Henry David Thoreau is quoted as saying, “Happiness is like a butterfly: the more you chase it, the more it will elude you, but if you turn your attention to other things, it will come and sit softly on your shoulder.” I would revise this statement by replacing “happiness” with “sleep” — it seems the more ardently you pursue some shut-eye, the harder it becomes to fall asleep.
More and more Americans are not getting the recommended seven to eight hours of zzz’s a night. Indeed, “About one-third of people living in first world countries are required to wake up two hours before their circadian clocks, or ‘natural waking times,’ tell them to, and 69% of people have to wake up one hour before their bodies would like them to,” according to a study published in Current Biology. The evidence shows that this is a problem that can wreak havoc on our bodies and, of course, our brains.
One animal study published in The Journal of Neuroscience demonstrated that, “Prolonged lack of sleep led to 25% of certain brain cells dying,” in mice. In their study, the researchers replicated the type of “sleep loss common in modern life, through night shifts or long hours in the office.” Even more worrisome: these changes appear to be permanent. Dr. Sigrid Veasey, a professor of medicine at the University of Pennsylvania, states that, “We now have evidence that sleep loss can lead to irreversible injury.”
These results were echoed in several studies conducted on humans.
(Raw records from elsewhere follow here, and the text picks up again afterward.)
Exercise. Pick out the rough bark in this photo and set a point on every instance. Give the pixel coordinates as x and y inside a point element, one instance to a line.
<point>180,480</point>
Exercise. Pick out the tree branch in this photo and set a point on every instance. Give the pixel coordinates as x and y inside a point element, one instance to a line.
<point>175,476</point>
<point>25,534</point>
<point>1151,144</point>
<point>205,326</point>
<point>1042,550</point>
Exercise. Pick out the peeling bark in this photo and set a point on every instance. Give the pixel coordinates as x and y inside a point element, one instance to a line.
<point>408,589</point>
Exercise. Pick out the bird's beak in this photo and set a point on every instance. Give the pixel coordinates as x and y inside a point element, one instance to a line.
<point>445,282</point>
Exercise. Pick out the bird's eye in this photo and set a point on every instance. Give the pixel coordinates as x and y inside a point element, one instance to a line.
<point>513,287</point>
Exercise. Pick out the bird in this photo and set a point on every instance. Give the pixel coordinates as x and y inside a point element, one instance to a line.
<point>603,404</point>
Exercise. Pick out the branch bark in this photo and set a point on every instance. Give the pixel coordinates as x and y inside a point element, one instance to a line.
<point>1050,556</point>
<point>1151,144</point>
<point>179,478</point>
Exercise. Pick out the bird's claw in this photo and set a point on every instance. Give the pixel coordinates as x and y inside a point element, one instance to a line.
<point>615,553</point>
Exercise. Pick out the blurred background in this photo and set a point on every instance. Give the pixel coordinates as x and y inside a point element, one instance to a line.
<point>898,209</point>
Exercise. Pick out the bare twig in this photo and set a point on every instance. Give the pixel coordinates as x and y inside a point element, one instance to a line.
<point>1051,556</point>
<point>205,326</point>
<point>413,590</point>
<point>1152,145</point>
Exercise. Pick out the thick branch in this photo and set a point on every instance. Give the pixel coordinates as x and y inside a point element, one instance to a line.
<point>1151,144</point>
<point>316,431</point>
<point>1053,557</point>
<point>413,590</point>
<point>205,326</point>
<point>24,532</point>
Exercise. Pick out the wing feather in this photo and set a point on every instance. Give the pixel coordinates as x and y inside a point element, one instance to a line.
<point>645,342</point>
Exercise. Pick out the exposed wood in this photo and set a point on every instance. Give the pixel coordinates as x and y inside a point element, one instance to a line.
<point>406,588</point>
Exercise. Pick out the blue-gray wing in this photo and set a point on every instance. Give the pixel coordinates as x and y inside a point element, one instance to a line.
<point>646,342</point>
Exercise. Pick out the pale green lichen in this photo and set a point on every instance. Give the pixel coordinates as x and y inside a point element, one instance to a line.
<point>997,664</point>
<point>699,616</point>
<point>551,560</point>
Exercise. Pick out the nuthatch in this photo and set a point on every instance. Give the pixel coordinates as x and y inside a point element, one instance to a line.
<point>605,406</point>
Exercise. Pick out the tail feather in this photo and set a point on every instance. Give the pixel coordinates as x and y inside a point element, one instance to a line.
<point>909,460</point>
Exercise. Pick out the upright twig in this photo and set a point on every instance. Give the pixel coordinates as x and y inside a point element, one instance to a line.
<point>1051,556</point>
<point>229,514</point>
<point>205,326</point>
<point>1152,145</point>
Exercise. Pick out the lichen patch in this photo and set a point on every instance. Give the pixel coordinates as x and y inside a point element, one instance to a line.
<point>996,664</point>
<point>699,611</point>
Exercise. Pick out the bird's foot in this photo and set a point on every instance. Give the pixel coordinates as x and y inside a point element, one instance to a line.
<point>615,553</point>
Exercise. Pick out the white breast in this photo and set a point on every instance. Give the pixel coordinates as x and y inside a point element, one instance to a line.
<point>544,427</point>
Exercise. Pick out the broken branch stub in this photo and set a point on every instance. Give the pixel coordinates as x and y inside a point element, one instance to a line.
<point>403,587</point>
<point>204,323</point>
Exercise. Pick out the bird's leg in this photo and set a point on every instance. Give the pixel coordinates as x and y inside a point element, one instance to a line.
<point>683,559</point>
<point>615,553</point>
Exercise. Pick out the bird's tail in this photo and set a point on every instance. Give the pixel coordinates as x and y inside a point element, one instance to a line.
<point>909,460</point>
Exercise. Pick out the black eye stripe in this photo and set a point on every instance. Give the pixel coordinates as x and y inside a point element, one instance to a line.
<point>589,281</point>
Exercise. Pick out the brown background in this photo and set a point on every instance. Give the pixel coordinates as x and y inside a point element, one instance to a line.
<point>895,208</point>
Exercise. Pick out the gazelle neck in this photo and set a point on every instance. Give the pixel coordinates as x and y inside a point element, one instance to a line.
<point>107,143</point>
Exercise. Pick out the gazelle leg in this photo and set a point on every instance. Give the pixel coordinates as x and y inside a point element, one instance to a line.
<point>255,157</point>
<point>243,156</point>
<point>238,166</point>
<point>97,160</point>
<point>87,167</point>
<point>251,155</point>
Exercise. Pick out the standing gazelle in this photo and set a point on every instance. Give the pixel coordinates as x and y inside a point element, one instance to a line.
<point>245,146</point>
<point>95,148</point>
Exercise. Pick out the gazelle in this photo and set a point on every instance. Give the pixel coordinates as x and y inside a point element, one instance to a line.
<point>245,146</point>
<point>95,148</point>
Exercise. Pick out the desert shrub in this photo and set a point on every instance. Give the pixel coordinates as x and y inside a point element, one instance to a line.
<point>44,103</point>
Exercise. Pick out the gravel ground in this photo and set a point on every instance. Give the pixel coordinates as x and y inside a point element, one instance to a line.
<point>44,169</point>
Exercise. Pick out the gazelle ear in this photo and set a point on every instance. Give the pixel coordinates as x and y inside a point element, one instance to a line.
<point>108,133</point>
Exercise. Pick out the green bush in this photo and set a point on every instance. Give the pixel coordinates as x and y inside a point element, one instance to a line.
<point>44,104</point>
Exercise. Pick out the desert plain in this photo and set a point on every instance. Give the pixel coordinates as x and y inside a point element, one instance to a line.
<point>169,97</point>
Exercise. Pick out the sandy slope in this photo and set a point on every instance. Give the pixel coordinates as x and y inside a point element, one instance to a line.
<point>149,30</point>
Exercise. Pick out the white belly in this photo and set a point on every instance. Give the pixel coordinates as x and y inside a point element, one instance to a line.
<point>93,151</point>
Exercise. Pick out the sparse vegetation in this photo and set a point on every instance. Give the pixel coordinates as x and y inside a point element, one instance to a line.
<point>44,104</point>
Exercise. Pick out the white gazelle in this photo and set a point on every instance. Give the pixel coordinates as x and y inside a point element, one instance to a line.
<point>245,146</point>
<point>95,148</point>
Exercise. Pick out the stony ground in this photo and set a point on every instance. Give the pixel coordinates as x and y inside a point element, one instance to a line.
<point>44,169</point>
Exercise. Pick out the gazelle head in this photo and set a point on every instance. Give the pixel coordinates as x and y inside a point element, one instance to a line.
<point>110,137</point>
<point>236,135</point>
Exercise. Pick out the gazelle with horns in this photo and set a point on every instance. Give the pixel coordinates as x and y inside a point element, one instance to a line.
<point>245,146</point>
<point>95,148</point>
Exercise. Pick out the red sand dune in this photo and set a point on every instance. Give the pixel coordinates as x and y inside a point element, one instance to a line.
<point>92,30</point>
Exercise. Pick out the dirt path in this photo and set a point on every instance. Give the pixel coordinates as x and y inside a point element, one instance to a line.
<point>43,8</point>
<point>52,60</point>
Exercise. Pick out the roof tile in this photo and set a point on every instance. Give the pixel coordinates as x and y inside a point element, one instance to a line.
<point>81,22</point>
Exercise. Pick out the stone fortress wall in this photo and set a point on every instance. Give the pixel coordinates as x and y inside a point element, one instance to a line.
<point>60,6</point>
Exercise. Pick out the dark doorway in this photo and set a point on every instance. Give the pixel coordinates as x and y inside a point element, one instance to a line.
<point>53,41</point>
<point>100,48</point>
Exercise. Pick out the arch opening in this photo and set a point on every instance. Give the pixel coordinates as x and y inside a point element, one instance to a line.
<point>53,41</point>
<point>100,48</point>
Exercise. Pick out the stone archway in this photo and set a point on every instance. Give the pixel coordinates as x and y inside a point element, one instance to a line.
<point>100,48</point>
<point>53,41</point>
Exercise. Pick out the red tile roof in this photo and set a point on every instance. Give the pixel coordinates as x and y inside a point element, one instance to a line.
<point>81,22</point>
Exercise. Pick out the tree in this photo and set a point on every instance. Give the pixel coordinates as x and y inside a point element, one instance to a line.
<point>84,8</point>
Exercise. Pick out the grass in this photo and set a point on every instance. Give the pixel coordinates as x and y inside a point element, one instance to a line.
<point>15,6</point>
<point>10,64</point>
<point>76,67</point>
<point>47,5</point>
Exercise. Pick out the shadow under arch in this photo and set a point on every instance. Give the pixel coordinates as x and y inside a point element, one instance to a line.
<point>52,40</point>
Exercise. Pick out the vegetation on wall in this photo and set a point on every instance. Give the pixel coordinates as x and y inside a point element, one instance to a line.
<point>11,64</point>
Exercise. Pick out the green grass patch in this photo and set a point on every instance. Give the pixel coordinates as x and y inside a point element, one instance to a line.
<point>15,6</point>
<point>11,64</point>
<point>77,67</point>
One study published in the journal Sleep in particular found that “just one night of sleep deprivation was linked with signs of brain tissue loss, measured by blood levels of two brain molecules that usually increase after brain damage.”
Additionally, a separate, longitudinal study published in Neurology took MRIs of research participants’ brains over the course of three and a half years. They discovered that, “Those with sleep problems had a more rapid decline in brain volume or size over the course of the study than those who slept well. The results were even more significant in participants over the age of 60.”
So what do these structural changes potentially mean for our daily cognitive functioning? For starters, it causes significant detriment to your memory processing systems. Studies show that getting enough sleep can help you remember things you learned the day before, particular in a classroom setting.
Furthermore, one study published in Psychological Science found that sleep-deprived participants “were significantly more likely to say they had seen a news video when they in fact never had” and that “38% of them incorporated false information the researchers had given them,” while recounting a personal story.
Lack of sleep is also harmful to our emotional well-being. First and foremost, there is a strong correlation between insomnia and depression. It also can cause us to become more irrational. One study published in Current Biology used functioning magnetic resonance imaging to show that “after sleep deprivation, the brain’s emotional centers were more than 60% more reactive.” Anyone who has ever pulled an all-nighter can probably attest to the fact that mood swings are a natural result.
Clearly, getting plenty of sleep is important for a variety of reasons. But remember, it’s not just about the quantity (that is, your hours) of sleep, it’s also about the quality of your sleep. You should put your screen down at least 30 minutes before you go to bed — otherwise, you may have trouble falling asleep and staying asleep, as the blue light can disrupt your body’s circadian rhythms.
You may find that practicing mindfulness or meditation before heading to bed can help you. Check out research that shows how to fall asleep faster or reach out to a medical professional, if you feel that you could be suffering from a sleep disorder, like insomnia.
Making sure that you are using a comfortable mattress and bed frame is also really important for a good night’s sleep. Lastly, sleeping in total darkness has been shown to improve sleep quality. Try using blackout curtains for the windows in your room to block out all light that is entering your room from the outside. Blackout curtains are especially useful if you’re living in the city and there is a ton of artificial light coming in.